Ook Bikker werd ter dood veroordeeld, maar deze straf werd later omgezet in levenslange gevangenisstraf. Hij ontsnapte echter en wist Duitsland te bereiken. Tientallen jaren later werd hij in Duitsland vanwege zijn oorlogsverleden voor de rechter gedaagd. Hij werd veroordeeld in 2004, maar behoefde om gezondheidsredenen geen gevangenisstraf meer uit te zitten. Bikker werd in november 2008 door de Duitse politie thuis dood aangetroffen.

Onder Nederlands bevel

[bewerken | brontekst bewerken]

Na de oorlog werden er in het kader van de bijzondere rechtspleging 2000 collaborateurs opgesloten in afwachting van hun berechting. Het betrof voornamelijk boeren en middenstanders maar ook een aantal mensen uit hogere kringen die lid waren geweest van de NSB.

Deze pro-Duitse 'foute' personen werden in eerste instantie door de bewakers aan een hardvochtig regime onderworpen.

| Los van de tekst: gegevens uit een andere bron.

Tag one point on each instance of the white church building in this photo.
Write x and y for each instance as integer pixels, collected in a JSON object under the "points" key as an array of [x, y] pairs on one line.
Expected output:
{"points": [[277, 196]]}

Onder druk van het Canadese opperbevel werd het kamp echter onder een andere leiding gesteld. De meer open leiding zorgde ervoor dat de geïnterneerden in omliggende steden werden ingeschakeld bij het puinruimen en de wederopbouw.

De medische verzorging en hygiëne in het laatste oorlogsjaar en de eerste naoorlogse jaren lieten nog veel te wensen over. Op diverse plaatsen in Nederland heersten tyfusepidemieën. In juli 1945 brak er in Kamp Erica en in het naburige Ommen een tyfusepidemie uit die duurde tot voorjaar 1946. In korte tijd stierven vele gedetineerden. Aan het eind van de epidemie werden diverse patiënten naar ziekenhuizen in de omgeving gebracht alwaar ze alsnog aan de gevolgen overleden. Volgens sommige bronnen overleden er in het kamp zelf 120 mensen en in de omliggende ziekenhuizen ruim 200. Het precieze aantal valt niet vast te stellen omdat een deel van de gevangenen zwaar ziek naar huis werd gestuurd en thuis is overleden. Na vele protesten tot op regeringsniveau toe werden er verbeteringen aangebracht en kwamen er medicijnen beschikbaar. Veel gevangenen werden uiteindelijk vervroegd naar huis gestuurd zonder ooit veroordeeld te zijn.

Op 31 december 1946 werd Kamp Erica opgeheven. Op het voormalige kampterrein is nu een camping/bungalowpark gevestigd, vakantiecentrum Ommerland (Vacantievreugd). Een kruis en een bescheiden gedenksteen in het bos herinneren aan de gruweldaden die hier zijn begaan.